Berni could only blink at Pauline. Fourteen years? She felt as though she’d entered the party but moments before. She had been aware that now and then her clothes were different, but surely she couldn’t have been in there fourteen years. She hadn’t slept or eaten, had drunk very little, and hadn’t had a single conversation with her fellow party-goers. She’d meant to talk to them about the Kitchen and about their assignments, but there had never seemed to be an opportunity.
“There is an assignment for you,” Pauline said.
“Great,” Berni said, smiling. If she passed this test and went to heaven, what pleasures awaited her there? Heaven must be some super place to be better than the Kitchen.
Pauline led them down a hallway, past several golden arches that Berni was dying to explore. One said “Harem Fantasy” above it, another “Pirates.”
At last Pauline turned through an arch labeled “Viewing Room” and led them into a large room with a half circle of banquettes covered in peach-colored velvet. All around the seats was thick, white fog.
“Please make yourself comfortable.”
Berni snuggled down into the soft, velvet-covered seat and looked where Pauline did, at the foggy wall in front of them. Within seconds the fog drew back and a scene appeared before them. It was like a movie, only not as flat, and like a play, only more real.
A young woman, slim, pretty, with light brown hair pulled back from her face, was standing before a full-length mirror. She was wearing a long dress with very large puffed sleeves. The dress was of dark green silk with sparkling black beads across the bosom, and it was so tight in the bodice it was a wonder she could breathe. There were three hatboxes on the floor, and the woman was trying on one hat after another. The room was pleasant, with a bed, a wardrobe, a dresser, a washstand, a rag rug, and a fireplace, but it certainly wasn’t a palace. There were invitations open on the mantelpiece.

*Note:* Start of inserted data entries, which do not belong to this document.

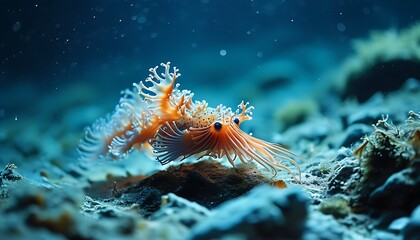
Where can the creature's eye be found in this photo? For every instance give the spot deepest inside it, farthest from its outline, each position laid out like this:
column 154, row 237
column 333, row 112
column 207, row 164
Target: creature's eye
column 236, row 120
column 217, row 126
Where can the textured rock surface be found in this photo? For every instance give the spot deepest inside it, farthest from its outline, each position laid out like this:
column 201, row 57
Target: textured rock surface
column 263, row 213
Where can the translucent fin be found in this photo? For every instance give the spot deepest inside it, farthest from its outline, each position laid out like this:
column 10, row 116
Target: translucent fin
column 171, row 143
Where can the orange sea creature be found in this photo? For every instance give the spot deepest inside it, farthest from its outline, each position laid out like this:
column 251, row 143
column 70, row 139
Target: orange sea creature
column 156, row 114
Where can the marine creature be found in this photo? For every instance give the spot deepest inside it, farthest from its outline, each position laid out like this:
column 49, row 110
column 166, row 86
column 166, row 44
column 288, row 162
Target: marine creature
column 156, row 115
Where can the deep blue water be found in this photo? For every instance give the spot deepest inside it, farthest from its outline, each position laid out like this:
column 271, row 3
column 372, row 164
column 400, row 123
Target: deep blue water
column 47, row 46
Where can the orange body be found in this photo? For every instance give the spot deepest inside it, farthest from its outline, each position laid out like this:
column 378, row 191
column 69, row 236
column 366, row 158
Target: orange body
column 166, row 119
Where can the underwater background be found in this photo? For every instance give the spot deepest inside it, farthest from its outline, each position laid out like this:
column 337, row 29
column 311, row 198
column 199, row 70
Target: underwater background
column 319, row 74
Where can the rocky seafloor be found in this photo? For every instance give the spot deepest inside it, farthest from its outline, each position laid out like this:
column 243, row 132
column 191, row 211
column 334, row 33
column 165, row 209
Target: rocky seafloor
column 360, row 177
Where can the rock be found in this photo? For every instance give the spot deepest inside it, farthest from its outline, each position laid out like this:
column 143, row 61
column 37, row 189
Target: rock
column 412, row 229
column 264, row 213
column 336, row 206
column 400, row 191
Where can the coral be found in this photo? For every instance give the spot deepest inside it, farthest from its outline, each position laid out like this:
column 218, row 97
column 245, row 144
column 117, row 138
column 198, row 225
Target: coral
column 336, row 206
column 390, row 167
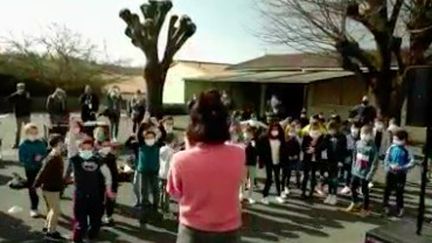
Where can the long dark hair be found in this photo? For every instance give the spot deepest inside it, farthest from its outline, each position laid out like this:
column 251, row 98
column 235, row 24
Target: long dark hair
column 208, row 120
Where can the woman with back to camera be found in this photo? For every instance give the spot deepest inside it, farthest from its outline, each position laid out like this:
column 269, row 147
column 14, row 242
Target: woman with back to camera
column 205, row 178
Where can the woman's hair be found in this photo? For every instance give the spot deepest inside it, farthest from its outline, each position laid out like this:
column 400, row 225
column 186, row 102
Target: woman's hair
column 29, row 127
column 208, row 120
column 276, row 125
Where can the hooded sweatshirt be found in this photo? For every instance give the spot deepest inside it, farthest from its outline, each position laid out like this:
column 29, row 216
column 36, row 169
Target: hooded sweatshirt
column 32, row 153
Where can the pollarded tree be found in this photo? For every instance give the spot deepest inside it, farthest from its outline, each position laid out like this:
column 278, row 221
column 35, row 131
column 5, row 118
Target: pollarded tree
column 145, row 35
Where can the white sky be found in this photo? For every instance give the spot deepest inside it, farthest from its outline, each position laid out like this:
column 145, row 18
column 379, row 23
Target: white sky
column 225, row 28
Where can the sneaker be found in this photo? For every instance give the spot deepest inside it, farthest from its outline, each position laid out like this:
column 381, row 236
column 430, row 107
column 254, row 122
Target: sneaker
column 55, row 236
column 346, row 190
column 280, row 200
column 327, row 200
column 352, row 208
column 365, row 213
column 333, row 200
column 401, row 212
column 34, row 213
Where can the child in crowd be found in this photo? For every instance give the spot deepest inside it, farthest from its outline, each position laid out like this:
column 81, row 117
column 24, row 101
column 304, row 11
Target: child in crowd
column 312, row 147
column 272, row 154
column 105, row 151
column 148, row 168
column 166, row 153
column 397, row 163
column 251, row 160
column 352, row 139
column 50, row 178
column 363, row 169
column 91, row 177
column 31, row 153
column 336, row 145
column 293, row 152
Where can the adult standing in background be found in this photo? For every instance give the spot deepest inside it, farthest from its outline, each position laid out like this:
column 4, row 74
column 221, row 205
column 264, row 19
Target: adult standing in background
column 89, row 105
column 21, row 102
column 56, row 107
column 114, row 105
column 137, row 109
column 365, row 113
column 205, row 178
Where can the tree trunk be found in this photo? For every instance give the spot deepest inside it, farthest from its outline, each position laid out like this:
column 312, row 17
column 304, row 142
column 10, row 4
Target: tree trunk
column 154, row 77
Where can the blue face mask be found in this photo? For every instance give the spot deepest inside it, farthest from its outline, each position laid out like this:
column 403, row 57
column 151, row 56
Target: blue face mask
column 86, row 154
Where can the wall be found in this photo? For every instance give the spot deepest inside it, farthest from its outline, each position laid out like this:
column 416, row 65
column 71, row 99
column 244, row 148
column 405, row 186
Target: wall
column 336, row 95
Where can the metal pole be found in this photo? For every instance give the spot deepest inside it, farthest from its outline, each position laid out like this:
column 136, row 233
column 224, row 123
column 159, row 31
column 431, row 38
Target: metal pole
column 421, row 209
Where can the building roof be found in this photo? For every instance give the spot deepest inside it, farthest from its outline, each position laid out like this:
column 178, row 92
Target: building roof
column 289, row 62
column 291, row 77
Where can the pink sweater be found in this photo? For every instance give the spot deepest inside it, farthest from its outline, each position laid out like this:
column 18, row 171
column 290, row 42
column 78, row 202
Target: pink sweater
column 206, row 180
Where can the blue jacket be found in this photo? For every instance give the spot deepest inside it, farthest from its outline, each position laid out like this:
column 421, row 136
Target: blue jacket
column 148, row 158
column 398, row 156
column 28, row 153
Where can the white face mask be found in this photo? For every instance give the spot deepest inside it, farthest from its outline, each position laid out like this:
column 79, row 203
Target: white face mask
column 366, row 137
column 150, row 142
column 314, row 134
column 274, row 133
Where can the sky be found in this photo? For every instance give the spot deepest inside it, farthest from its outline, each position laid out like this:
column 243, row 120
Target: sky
column 226, row 29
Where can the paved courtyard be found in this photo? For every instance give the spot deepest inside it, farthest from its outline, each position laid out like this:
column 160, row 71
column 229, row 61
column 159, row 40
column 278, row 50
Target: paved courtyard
column 295, row 221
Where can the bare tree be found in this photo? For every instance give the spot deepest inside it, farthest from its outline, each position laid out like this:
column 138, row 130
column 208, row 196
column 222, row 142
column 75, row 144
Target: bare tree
column 145, row 35
column 333, row 26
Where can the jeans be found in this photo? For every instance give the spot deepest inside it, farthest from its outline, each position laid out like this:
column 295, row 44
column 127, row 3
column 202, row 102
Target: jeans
column 52, row 200
column 115, row 123
column 189, row 235
column 34, row 198
column 358, row 182
column 287, row 172
column 19, row 123
column 270, row 170
column 164, row 197
column 309, row 171
column 395, row 182
column 149, row 184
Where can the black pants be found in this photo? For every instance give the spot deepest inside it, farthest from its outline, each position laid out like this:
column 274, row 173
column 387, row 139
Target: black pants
column 270, row 171
column 189, row 235
column 356, row 183
column 88, row 211
column 34, row 198
column 309, row 172
column 109, row 206
column 395, row 182
column 287, row 170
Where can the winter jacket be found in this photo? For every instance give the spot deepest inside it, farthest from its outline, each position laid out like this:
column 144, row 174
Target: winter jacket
column 32, row 153
column 148, row 159
column 21, row 104
column 400, row 156
column 365, row 161
column 50, row 177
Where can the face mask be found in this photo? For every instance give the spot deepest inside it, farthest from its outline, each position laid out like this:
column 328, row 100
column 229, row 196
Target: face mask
column 274, row 133
column 354, row 133
column 398, row 142
column 314, row 134
column 169, row 129
column 32, row 138
column 365, row 137
column 150, row 142
column 86, row 154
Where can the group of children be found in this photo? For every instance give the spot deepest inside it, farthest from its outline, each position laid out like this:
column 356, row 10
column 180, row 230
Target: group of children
column 326, row 154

“I don’t guess she can see us,” Berni said.
“No, she has no idea anyone is watching her. Her name is Terel Grayson, she’s twenty years old, it is 1896, and she lives in Chandler, Colorado.”
“You mean I’m to make a Cinderella out of some antique girl? I don’t know anything about history. I need someone from my own time.”
“In the Kitchen all earth time is the same.”
Berni looked back at the screen and sighed. “All right. So where’s Prince Charming? And where’s the wicked stepsister?”
Pauline didn’t answer, so Berni watched in silence.